Blake looked at the snowy white and black of the owl’s wings, the head and breast glowing nearly pink as it soared across the twilight sky, its bands of blue shading to violet above the indistinct black outline of mountains. “You saw this?”
“Just for a moment. Just a flash.” She let herself look back and remember that evening hike by the lake, that breathtaking moment. “It was a good flash.”
“I’ll bet.”
“This was my first big bird piece,” she found herself going on, since he actually seemed interested. “I almost didn’t do it, not just because I knew it was a bad idea economically, but because it’d be such a hard test. I didn’t think I’d be up to it.”
“I’d say you were wrong,” he said quietly, and she felt a rush of… something. Of pride. Or pleasure that wasn’t sexual at all, but was too close to attraction. “Why was it a bad idea economically?”
She traced her index finger with the lightest touch over the tiny pieces of white and black that made up the owl
’s wings, with their suggestion of speckles. “Too many pieces. Too much art glass—the expensive kind, because I needed these textures, these swirls—but mostly, it took too long to do.”
“Why? Why was it too long?”
“You can’t charge enough to make it worthwhile.”

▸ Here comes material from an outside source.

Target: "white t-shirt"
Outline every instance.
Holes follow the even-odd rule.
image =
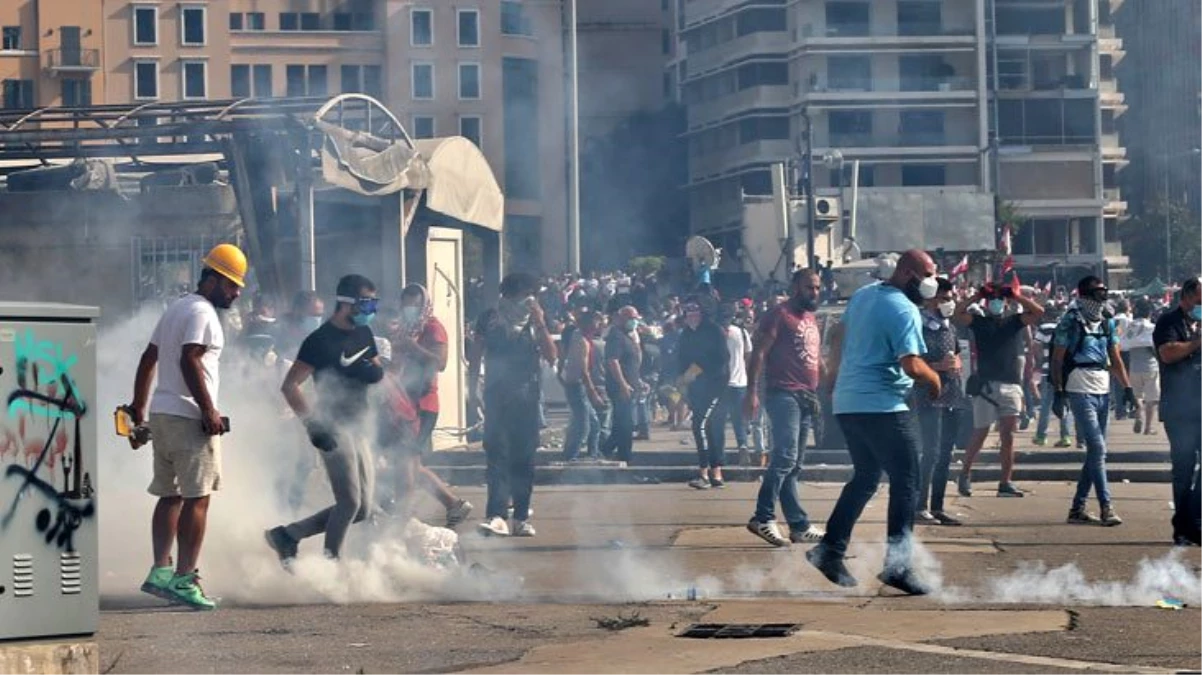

“Yes, you can.” The intensity on his face, in his golden eyes… it was mesmerizing. “You can. You can charge whatever you want.”
“Somebody actually has to pay it, though,” she said dryly. “It’s not fine art. It’s stained glass.”
“Now, sweetheart,” he told her like it was obvious, like he was completely sure, “that’s not believing. Damn straight this is fine art, and the more you charge, the more people will know it. You’ve got to make ’em believe, and that starts with you.”
She was having trouble getting her breath. “Easy to say. I need… I need the money. And don’t call me sweetheart.”
He was standing so close. Nine inches away, maybe. She could practically feel the heat coming from his body. He took her hand, still resting lightly on the glass, and turned it gently over. His thumb brushed the pads of her fingers, and she shivered. She should pull her hand away. She should.
“You’re cut here,” he said.
“Glass,” she said through a throat that had turned dry. “It happens.”
“Mm.” He let go of her hand, and she tried not to wish he hadn’t. She didn’t like him. He’d done Russell so much harm. He said, “How much would this cost if you could charge enough?”
“Um… I can’t charge enough for this, not for the hours it took. It was my first one. It’s not perfect.”
“You’re wrong. It’s perfect. How much?”
“Two… thousand?” Her voice rose on the word. “Maybe fifteen hundred.”